Вернувшись в Москву и будучи вынужденным сразу же выступить с рядом публичных заявлений (сначала на пресс-конференции, а затем на заседании Верховного Совета РСФСР), он просто еще не мог "переключиться", осознать целиком значение совершившегося и тем более извлечь из него уроки. Что это так, лучше всего свидетельствуют подробные, часто детализированные рассказы обо всем, что произошло на даче в Форосе. Он говорил об этом не только потому, что его просили, но и потому, что мыслями был все еще прикован к тем злополучным дням своей жизни. Характерно, что, и собрав свое близкое окружение в так называемой Ореховой комнате 23 августа, Михаил Сергеевич б?oльшую часть времени уделил подробному рассказу о случившемся в Форосе. Лишь в конце дня разговор переместился с этой истории на обсуждение политической ситуации. Но по-настоящему всесторонний серьезный анализ был дан на следующий день - 24 августа, когда в кабинете президента собрались Яковлев, Примаков, Медведев, Ревенко и мы с Черняевым. В течение субботнего дня были не только приняты "по идее", но написаны, отредактированы и подписаны президентом кардинальные решения, означавшие, по сути дела, конец одной и начало другой эпохи политического развития страны.
Прежде всего это его заявление о том, что руководство партии не выполнило своего долга поднять коммунистов на борьбу против заговора, а отдельные партийные организации прямо его поддержали. В этой связи М.С. Горбачев сложил с себя выполнение обязанностей Генерального секретаря ЦК КПСС и рекомендовал Центральному Комитету самораспуститься. Позднее он сам прокомментировал этот документ, сказав, что до последнего момента надеялся на возможность реформирования партии на основе новой Программы, опубликованной в конце июля. Однако заговор перечеркнул эти надежды. Стало ясно, что КПСС просто не способна преобразоваться в политическую партию, действующую наравне с другими в условиях парламентской демократии. В заявлении подчеркивалось, что миллионы коммунистов не могут нести ответственности за позицию ее руководства, и выражалась уверенность, что прогрессивно мыслящие члены КПСС сумеют создать организацию социалистической ориентации, которая вместе с другими демократическими силами доведет до завершения проводимые в стране реформы.
Логическим следствием кардинальной переоценки роли партии и ее места в обществе стал Указ президента о взятии под охрану местных органов власти имущества КПСС. Были приняты также указы об отставке кабинета министров, департизации правоохранительных органов и госаппарата.

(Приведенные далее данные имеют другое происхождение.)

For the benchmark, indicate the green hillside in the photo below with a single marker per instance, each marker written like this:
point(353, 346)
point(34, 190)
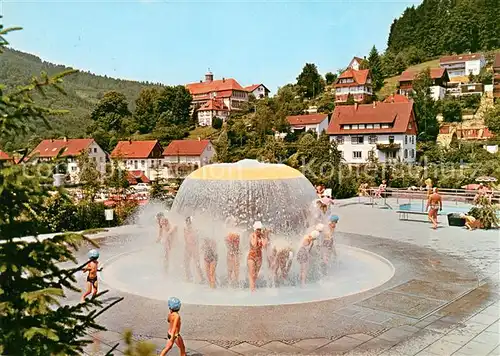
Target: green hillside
point(83, 90)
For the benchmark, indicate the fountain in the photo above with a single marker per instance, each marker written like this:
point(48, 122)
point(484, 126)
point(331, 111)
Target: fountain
point(275, 194)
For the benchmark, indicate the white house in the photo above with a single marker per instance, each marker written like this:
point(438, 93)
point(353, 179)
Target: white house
point(312, 122)
point(386, 130)
point(211, 109)
point(462, 65)
point(181, 157)
point(258, 90)
point(140, 157)
point(70, 149)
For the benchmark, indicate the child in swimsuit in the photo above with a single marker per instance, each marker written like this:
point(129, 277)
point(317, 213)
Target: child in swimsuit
point(304, 254)
point(254, 259)
point(92, 268)
point(191, 251)
point(174, 328)
point(210, 256)
point(233, 252)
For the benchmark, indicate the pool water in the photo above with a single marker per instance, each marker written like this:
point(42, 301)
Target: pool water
point(462, 208)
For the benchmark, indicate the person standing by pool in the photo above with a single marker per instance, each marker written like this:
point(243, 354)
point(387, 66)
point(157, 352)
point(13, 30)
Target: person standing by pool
point(233, 251)
point(254, 258)
point(304, 255)
point(191, 250)
point(210, 257)
point(434, 205)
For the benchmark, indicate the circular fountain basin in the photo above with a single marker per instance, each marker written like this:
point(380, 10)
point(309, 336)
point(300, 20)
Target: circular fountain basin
point(141, 272)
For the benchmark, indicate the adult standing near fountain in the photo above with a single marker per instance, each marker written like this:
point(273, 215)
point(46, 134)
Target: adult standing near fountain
point(304, 255)
point(233, 251)
point(254, 259)
point(210, 257)
point(191, 250)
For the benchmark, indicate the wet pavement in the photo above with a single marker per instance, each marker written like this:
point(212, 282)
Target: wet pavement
point(443, 300)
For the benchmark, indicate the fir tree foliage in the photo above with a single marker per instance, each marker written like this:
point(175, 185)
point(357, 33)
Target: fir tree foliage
point(32, 282)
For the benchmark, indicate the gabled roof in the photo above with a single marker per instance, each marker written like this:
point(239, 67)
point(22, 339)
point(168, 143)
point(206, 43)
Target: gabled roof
point(252, 87)
point(460, 58)
point(436, 73)
point(397, 114)
point(396, 98)
point(134, 149)
point(213, 105)
point(72, 147)
point(215, 85)
point(312, 119)
point(496, 62)
point(186, 148)
point(359, 76)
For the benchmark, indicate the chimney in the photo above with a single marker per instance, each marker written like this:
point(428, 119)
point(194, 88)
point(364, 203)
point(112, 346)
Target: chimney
point(209, 77)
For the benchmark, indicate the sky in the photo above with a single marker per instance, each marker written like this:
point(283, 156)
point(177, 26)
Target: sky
point(176, 42)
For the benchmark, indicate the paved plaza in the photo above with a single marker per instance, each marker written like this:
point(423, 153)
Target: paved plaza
point(444, 299)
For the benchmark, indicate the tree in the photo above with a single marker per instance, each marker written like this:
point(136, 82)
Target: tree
point(88, 176)
point(375, 66)
point(310, 81)
point(330, 78)
point(32, 280)
point(110, 111)
point(451, 110)
point(217, 123)
point(492, 119)
point(425, 107)
point(173, 106)
point(145, 115)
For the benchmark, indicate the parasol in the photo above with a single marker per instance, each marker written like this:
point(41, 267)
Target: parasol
point(486, 179)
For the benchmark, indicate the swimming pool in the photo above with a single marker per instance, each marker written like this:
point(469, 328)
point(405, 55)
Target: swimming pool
point(461, 208)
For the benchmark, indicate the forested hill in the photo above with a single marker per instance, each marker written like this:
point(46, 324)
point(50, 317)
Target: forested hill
point(438, 27)
point(83, 90)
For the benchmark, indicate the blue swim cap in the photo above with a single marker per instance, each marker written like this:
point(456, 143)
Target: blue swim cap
point(93, 255)
point(334, 218)
point(174, 304)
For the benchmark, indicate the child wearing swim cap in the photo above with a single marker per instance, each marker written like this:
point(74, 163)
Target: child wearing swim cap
point(174, 328)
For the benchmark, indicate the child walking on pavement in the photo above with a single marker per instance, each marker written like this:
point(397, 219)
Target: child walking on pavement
point(174, 328)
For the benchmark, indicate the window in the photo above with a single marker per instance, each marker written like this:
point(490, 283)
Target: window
point(357, 140)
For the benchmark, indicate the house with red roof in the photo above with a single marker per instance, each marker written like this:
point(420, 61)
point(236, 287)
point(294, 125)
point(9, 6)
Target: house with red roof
point(260, 91)
point(70, 149)
point(439, 78)
point(184, 156)
point(496, 77)
point(461, 65)
point(140, 156)
point(357, 83)
point(313, 122)
point(211, 109)
point(227, 90)
point(386, 131)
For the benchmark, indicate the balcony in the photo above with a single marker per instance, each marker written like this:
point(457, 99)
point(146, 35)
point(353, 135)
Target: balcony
point(388, 147)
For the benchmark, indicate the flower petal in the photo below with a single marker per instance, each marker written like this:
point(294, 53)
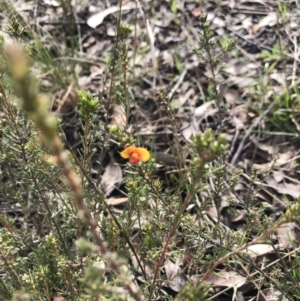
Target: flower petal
point(127, 152)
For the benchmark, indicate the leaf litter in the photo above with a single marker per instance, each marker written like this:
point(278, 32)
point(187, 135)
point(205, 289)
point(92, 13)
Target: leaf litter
point(186, 79)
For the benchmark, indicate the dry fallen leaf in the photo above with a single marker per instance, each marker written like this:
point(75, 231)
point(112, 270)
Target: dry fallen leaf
point(288, 235)
point(96, 19)
point(175, 279)
point(223, 279)
point(111, 176)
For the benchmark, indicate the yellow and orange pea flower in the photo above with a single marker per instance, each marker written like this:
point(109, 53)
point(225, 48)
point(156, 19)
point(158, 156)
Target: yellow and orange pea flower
point(135, 154)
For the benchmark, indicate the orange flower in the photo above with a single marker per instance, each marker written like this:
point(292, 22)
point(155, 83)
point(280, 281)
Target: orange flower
point(135, 154)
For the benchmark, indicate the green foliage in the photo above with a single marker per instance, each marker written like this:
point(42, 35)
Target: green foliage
point(60, 238)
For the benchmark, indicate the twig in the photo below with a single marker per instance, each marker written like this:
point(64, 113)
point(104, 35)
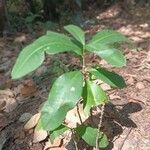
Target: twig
point(121, 146)
point(75, 143)
point(79, 114)
point(99, 126)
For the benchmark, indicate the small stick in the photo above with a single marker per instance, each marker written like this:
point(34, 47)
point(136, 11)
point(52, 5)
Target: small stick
point(75, 143)
point(79, 114)
point(122, 144)
point(99, 126)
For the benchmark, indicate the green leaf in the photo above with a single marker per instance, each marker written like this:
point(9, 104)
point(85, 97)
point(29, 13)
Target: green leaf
point(108, 37)
point(57, 132)
point(108, 77)
point(61, 43)
point(93, 95)
point(76, 32)
point(32, 56)
point(89, 134)
point(64, 95)
point(112, 55)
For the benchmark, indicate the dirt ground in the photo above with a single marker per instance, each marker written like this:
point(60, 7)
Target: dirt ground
point(127, 117)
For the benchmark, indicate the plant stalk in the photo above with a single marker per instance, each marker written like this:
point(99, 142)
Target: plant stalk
point(99, 126)
point(78, 111)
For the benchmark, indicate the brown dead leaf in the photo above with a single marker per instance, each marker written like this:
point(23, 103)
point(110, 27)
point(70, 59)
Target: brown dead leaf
point(28, 88)
point(72, 117)
point(55, 146)
point(32, 122)
point(7, 99)
point(39, 136)
point(113, 96)
point(140, 85)
point(105, 87)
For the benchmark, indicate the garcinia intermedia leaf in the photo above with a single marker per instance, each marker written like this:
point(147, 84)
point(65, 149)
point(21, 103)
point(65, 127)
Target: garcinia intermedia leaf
point(57, 132)
point(32, 56)
point(111, 78)
point(65, 93)
point(89, 134)
point(108, 37)
point(61, 43)
point(111, 55)
point(93, 95)
point(76, 32)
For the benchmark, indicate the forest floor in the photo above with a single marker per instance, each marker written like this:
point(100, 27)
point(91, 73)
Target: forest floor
point(127, 117)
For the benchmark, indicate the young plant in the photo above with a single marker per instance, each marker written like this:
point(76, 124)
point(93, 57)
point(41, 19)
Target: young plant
point(74, 86)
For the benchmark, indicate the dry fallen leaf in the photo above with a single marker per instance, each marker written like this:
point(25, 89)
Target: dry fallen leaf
point(39, 135)
point(28, 88)
point(7, 99)
point(25, 117)
point(105, 87)
point(72, 117)
point(140, 85)
point(32, 122)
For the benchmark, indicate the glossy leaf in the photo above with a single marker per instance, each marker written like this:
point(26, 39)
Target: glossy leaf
point(57, 132)
point(64, 95)
point(30, 58)
point(108, 37)
point(89, 134)
point(76, 32)
point(111, 78)
point(112, 55)
point(61, 43)
point(93, 95)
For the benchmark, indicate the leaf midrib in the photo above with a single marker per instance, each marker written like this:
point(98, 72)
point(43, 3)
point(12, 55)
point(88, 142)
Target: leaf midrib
point(102, 38)
point(36, 52)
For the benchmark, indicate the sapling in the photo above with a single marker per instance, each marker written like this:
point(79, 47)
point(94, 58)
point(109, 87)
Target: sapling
point(75, 86)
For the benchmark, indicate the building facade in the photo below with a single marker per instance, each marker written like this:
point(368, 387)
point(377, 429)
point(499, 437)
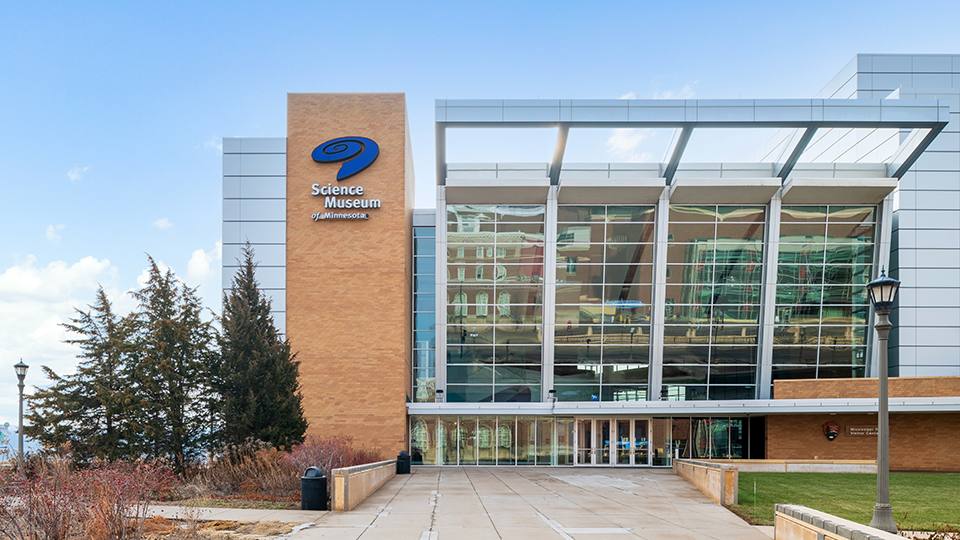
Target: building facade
point(608, 314)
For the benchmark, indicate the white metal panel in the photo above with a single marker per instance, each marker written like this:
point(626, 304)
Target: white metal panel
point(274, 187)
point(272, 277)
point(231, 210)
point(263, 164)
point(263, 209)
point(263, 232)
point(231, 187)
point(264, 145)
point(231, 232)
point(231, 164)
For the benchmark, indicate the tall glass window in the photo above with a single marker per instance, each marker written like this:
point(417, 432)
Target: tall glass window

Покончив с первозначными заботами, президент занялся кадровыми вопросами. Подписав указы об освобождении с занимавшихся ими постов Янаева, Павлова, Крючкова, Язова и Пуго, он, не сходя с места, назначил председателем КГБ Шебаршина, министром обороны Моисеева и министром внутренних дел Трушина. Делалось это в спешке, и на другой день, после беседы с Ельциным, на эти ключевые посты были утверждены другие.
Пожалуй, так впервые дало о себе знать новое соотношение сил, сложившееся после августовских событий. Было ясно, что недавний "форосский узник" уже может рассчитывать на подчинение только союзных органов власти, да и то небезоговорочное. Боюсь, в тот момент Горбачев еще не осознал в полной мере, что он остается фактически хозяином Кремля, за стенами которого властвует Ельцин. Но вот то, что отныне единственным органом, способным если не управлять, так хотя бы влиять на ход дел в союзном масштабе, является "девятка", сомнений ни у кого не было. Горбачев поручил нам с Бакатиным и Примаковым подготовить материал к первой "поставгустовской" встрече в Ново-Огарево.